Open AccessBiochemical pathways mediated by KLK 6 protease in breast cancer
Author(s) -
Pampalakis Georgios,
Zingkou Eleni,
Sidiropoulos Konstantinos Gus,
Diamandis Eleftherios P.,
Zoumpourlis Vassilis,
Yousef George M.,
Sotiropoulou Georgia
Publication year - 2019
Publication title -
molecular oncology
Language(s) - English
Resource type - Journals
SCImago Journal Rank - 2.332
H-Index - 88
eISSN - 1878-0261
pISSN - 1574-7891
DOI - 10.1002/1878-0261.12493
Subject(s) - breast cancer , cancer research , proteomics , apoptosis , cancer , downregulation and upregulation , flow cytometry , proteases , biology , microbiology and biotechnology , enzyme , biochemistry , genetics , gene
Kallikrein‐related peptidase 6 ( KLK 6) is a serine protease normally expressed in mammary tissue and aberrantly regulated in breast cancer.

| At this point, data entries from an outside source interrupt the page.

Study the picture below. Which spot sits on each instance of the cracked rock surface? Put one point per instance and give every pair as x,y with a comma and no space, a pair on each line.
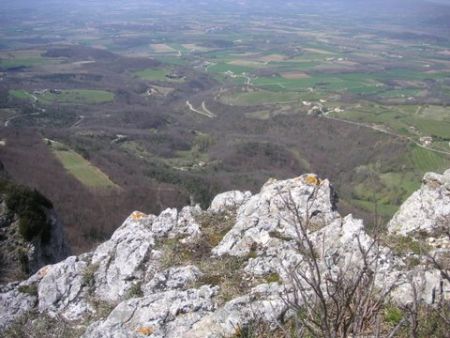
148,296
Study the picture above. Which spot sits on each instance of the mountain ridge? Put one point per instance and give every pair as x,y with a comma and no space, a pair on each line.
215,272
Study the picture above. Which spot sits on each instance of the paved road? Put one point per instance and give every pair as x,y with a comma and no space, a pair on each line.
388,132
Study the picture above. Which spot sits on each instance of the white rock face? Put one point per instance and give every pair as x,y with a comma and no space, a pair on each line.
268,212
172,279
427,209
124,258
165,314
13,304
229,201
62,290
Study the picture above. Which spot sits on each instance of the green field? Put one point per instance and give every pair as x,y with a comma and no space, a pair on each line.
86,96
83,96
20,94
80,168
258,97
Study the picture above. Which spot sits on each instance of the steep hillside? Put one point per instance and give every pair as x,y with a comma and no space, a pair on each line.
278,262
31,235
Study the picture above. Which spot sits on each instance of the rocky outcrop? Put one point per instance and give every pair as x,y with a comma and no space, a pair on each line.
166,276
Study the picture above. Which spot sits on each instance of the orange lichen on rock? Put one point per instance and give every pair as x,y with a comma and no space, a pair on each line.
137,215
312,180
145,330
43,272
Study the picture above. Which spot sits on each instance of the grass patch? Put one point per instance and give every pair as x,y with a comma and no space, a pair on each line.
425,160
80,168
85,96
20,94
162,74
258,97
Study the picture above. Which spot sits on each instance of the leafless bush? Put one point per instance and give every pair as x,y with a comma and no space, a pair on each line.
331,297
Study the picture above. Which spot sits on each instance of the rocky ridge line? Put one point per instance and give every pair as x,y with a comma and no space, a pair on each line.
195,273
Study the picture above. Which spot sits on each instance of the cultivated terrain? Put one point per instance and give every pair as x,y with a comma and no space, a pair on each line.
110,108
242,268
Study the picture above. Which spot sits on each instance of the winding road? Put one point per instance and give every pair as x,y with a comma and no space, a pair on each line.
384,131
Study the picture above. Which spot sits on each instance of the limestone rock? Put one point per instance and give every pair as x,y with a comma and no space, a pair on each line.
125,258
165,314
176,278
13,304
425,210
229,201
63,290
267,213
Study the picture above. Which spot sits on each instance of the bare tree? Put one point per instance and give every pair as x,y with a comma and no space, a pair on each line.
332,295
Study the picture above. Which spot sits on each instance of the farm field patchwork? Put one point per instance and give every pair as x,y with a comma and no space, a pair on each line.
80,168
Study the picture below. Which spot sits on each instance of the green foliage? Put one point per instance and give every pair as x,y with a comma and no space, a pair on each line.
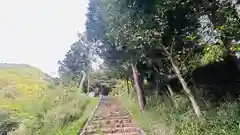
162,119
77,60
212,53
40,110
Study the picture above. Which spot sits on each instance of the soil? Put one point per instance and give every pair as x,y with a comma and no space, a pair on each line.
111,118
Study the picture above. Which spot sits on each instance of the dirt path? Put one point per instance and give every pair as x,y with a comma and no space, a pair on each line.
110,118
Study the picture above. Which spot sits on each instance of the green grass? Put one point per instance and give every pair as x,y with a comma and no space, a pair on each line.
161,119
30,104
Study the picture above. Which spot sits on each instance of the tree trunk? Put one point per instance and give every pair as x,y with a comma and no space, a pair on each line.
186,89
139,89
184,84
82,81
171,95
128,85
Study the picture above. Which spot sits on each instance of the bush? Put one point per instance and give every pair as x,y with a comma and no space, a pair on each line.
160,118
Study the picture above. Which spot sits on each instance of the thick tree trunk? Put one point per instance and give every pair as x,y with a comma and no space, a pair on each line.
139,89
184,84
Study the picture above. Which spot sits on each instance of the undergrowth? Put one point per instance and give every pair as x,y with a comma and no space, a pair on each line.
30,105
161,119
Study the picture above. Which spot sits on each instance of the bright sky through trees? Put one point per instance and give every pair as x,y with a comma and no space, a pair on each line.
39,32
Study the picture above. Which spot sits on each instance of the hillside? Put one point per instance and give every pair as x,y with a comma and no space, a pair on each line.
20,82
31,103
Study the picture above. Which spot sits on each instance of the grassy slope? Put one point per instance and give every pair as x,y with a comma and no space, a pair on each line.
30,103
160,118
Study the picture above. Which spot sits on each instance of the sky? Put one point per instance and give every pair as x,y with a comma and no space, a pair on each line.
39,32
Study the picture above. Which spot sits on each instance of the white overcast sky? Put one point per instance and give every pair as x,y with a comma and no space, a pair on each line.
39,32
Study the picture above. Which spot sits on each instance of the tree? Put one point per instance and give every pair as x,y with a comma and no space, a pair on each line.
77,61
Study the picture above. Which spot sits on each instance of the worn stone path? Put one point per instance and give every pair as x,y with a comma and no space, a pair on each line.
110,118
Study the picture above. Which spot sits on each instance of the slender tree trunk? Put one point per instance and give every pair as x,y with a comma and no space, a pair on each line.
184,85
171,95
128,85
82,81
186,89
88,87
139,89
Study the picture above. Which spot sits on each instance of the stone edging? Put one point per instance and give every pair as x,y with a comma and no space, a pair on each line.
90,117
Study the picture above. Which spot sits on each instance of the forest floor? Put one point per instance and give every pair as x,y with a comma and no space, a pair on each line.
110,118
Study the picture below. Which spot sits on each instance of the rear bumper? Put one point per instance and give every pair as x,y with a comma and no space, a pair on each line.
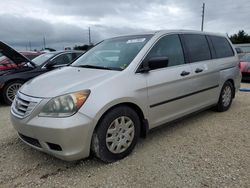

At physiological levels, KLK 6 functions as a suppressor of breast cancer, while its aberrant overexpression (> 50‐fold higher than normal) is characteristic of a subset of breast cancers and has been linked to accelerated growth of primary breast tumors in severe combined immunodeficiency mice (Pampalakis et al. Cancer Res 2009, 69, 3779). Here, we investigated the molecular mechanisms underlying the concentration‐dependent functions of KLK 6 by comparing MDA ‐ MB ‐231 stable transfectants expressing increasing levels of KLK 6 in in vitro and in vivo tumorigenicity assays (soft agar, xenograft growth, tail vein metastasis). Quantitative proteomics was applied to identify proteins that are altered upon re‐expression of KLK 6 in MDA ‐ MB ‐231 at normal or constitutive levels. Overexpression of KLK 6 is associated with increased metastatic ability of breast cancer cells into lungs, increased expression of certain S100 proteins (S100A4, S100A11) and keratins (KRT), and downregulation of the apoptosis‐related proteases CASP 7 and CASP 8, and RAB s. On the other hand, KLK 6 re‐expression at physiological levels leads to inhibition of lung metastases associated with suppression of S100 proteins (S100A4, S100A10, S100A13, S100A16) and induced CASP 7 and CASP 8 expression. As this is the first report that KLK 6 expression is associated with S100 proteins, caspases, RAB s, and KRTs, we validated this finding in clinical datasets. By integrating proteomics and microarray data from breast cancer patients, we generated two composite scores, KLK 6 + S100B‐S100A7 and KLK 6 + S100B‐S100A14‐S100A16, to predict long‐term survival of breast cancer patients. We present previously unknown pathways implicating KLK 6 in breast cancer. The findings promise to aid our understanding of the functional roles of KLK 6 in breast cancer and may yield new biomarkers for the cancer types in which KLK 6 is known to be aberrantly upregulated.